London
KEGAN PAUL, TRENCH, TRUBNER & CO., LTD.
New York: E. P. DUTTON & CO.
1925

Printed in Great Britain by
F. Robinson & Co., at The Library Press, Lowestoft

THE CONQUEST OF CANCER

INTRODUCTION

The phrase “Conquest of Cancer”, though perhaps emotive rather than scientific, nevertheless implies the existence of a very real and important problem. And this problem, it may be confidently affirmed, is one that will never be solved, in action, by the efforts of the medical profession alone. Whatever be the future, and as yet reserved, revelations of Science, and whatever the further developments of Art, cancer will not cease to exact its toll unless medical science and art obtain the intelligent co-operation of an instructed public. It is for this reason that it has been thought useful to place before the public this little book, written by a practical surgeon who has given special attention to the problems of the laboratory. The book itself, which not only states in simple language the essential points that should be comprehended by the public, but puts forward a plan for concerted action, is based upon one of a series of University Extension lectures given during the winter of 1922–23, at the Shantung Christian University, Tsinan, China, where Mr Wright is actively engaged in the Surgical Department of the School of Medicine.
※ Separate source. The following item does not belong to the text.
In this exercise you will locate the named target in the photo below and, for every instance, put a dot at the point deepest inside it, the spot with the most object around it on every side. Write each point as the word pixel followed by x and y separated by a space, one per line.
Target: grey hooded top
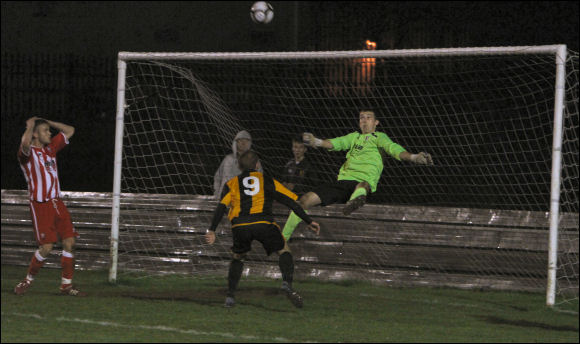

The task of prefacing this essay by some words of introduction has devolved upon the present writer, not because he either has, or desires to present, any claim to speak with special authority concerning Cancer, but by reason of a close personal and professional friendship that has led him to appreciate very warmly the knowledge, the sincerity, and the disinterestedness that characterize Mr Wright’s thought and work. And he is confident that we may accept what has been said about Cancer at Shantung as an honest and candid attempt to instruct and to construct, in detachment from the pribbles and prabbles that have sometimes confused discussion nearer home.

Now, although the public has the undoubted right to demand information on this subject, and although, as has been suggested, without admission of the public to the arena of discussion little can be done to diminish the present mortality from Cancer, yet is there real difficulty in communicating knowledge, without engendering unnecessary fear and alarm and sending the hypochondriac to those quacks and charlatans who diagnose non-existent disease in order that they may reap reward by announcing its cure.

Some weaker minds there will always be: so, whenever attention is directed towards some public danger, there are those who adopt the possible contingency as a peg on which to hang some ragged vestment of distracted emotion or thought. Thirty years ago, the insane feared the telephone: during the Boer War, many thought that the “scouts were after them”; now-a-days lunatics babble of persecution by wireless, by Bolsheviks, or even by psycho-analysts. So, in Victorian times, the malades imaginaires who then thronged consulting rooms spoke with bated breath of Bright’s disease: to-day, the hysterical secretly hope to hear the blessed word “Colitis”, and the hypochondriac as secretly dread the verdict of “Cancer”!